Zanette mène des recherches depuis des années dans un domaine de la biologie animale connu sous le nom d’écologie de la peur. Cette peur, que partageaient les humains du passé, continue d’être l’un des moteurs de la vie. Le fait que tant d’animaux s’éloignent de leur unique source d’eau à des kilomètres à la ronde, en pleine saison sèche dans la savane (au moment où les expériences ont été menées), a un coût élevé et montre le pouvoir de la peur sur le comportement. . Les prédateurs ne limitent pas seulement les populations de proies par élimination physique, plusieurs études ont montré que le stress qu’ils induisent chez leurs proies a des conséquences telles qu’une réduction du succès de reproduction. «Nous avons également démontré en autres travaux cette peur elle-même peut avoir des effets en cascade avec des répercussions tout au long de la chaîne alimentaire », explique Zanette.

« Nous avons montré que la peur elle-même peut avoir des effets en cascade avec des répercussions tout au long de la chaîne alimentaire »

Liana Y. Zanette, biologiste à l’Université de Western Ontario au Canada

Dans les conclusions de l’étude, ses auteurs écrivent un paragraphe aux implications profondes : « Si la faune sauvage ne fait pas de différence entre les humains engagés dans des activités bénignes ou mortelles, par exemple le tourisme photographique et la chasse, alors les impacts écologiques considérables qu’ils « ont maintenant été démontrés » être causée par la peur des humains résultant de l’exposition à des humains, même bienveillants. Michael Clinchy, également biologiste de la même université canadienne, co-auteur de cette recherche, rappelle dans une note : « Il existe une croyance selon laquelle les animaux s’habitueront aux humains s’ils ne sont pas chassés. Mais nous avons montré que ce n’était pas le cas. En fait, ajoute-t-il, « la peur des humains est profondément enracinée et omniprésente, nous devons donc commencer à y réfléchir pour la conservation ».

Si la simple présence des humains, au-delà de leurs intentions et de leurs actions, a un tel impact, l’idée d’interdire et de limiter au minimum l’interaction entre les humains et les animaux en tant que stratégie de conservation pourrait émerger.
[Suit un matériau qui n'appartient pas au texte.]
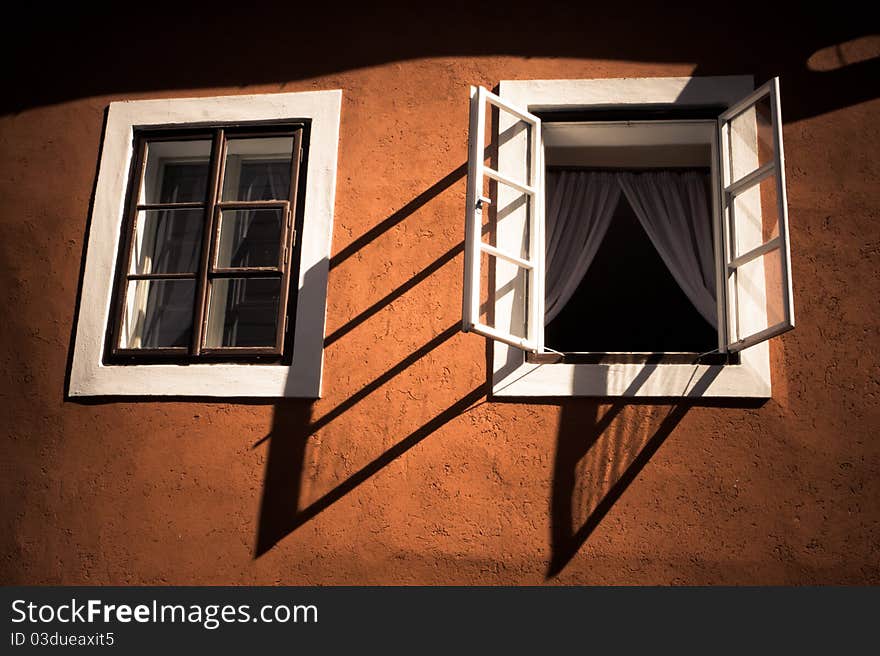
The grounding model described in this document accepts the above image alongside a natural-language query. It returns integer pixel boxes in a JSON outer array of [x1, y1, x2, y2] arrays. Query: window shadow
[[546, 367, 765, 579], [0, 6, 880, 121], [254, 164, 486, 558], [254, 384, 486, 558]]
Mais Zanette met en garde contre les dangers que pourrait présenter une option aussi extrême : « Lorsque les parcs sont financés par les contribuables, comme en Europe et en Amérique du Nord, il est parfaitement possible de fermer de grandes sections, et c’est fait, mais ce n’est pas une option dans L’Afrique, parce que sans visiteurs, cela veut dire pas d’argent et les braconniers vont envahir et tuer tous les animaux. » Alors, après avoir réfléchi à ce que cela impliquerait, le scientifique canadien formule une dernière demande : « La pire chose qui puisse arriver aux parcs et aux aires protégées d’Afrique, c’est que les touristes cessent d’y aller, alors dites aux lecteurs de continuer à y aller. » et encourage davantage de gens à y aller. aller.”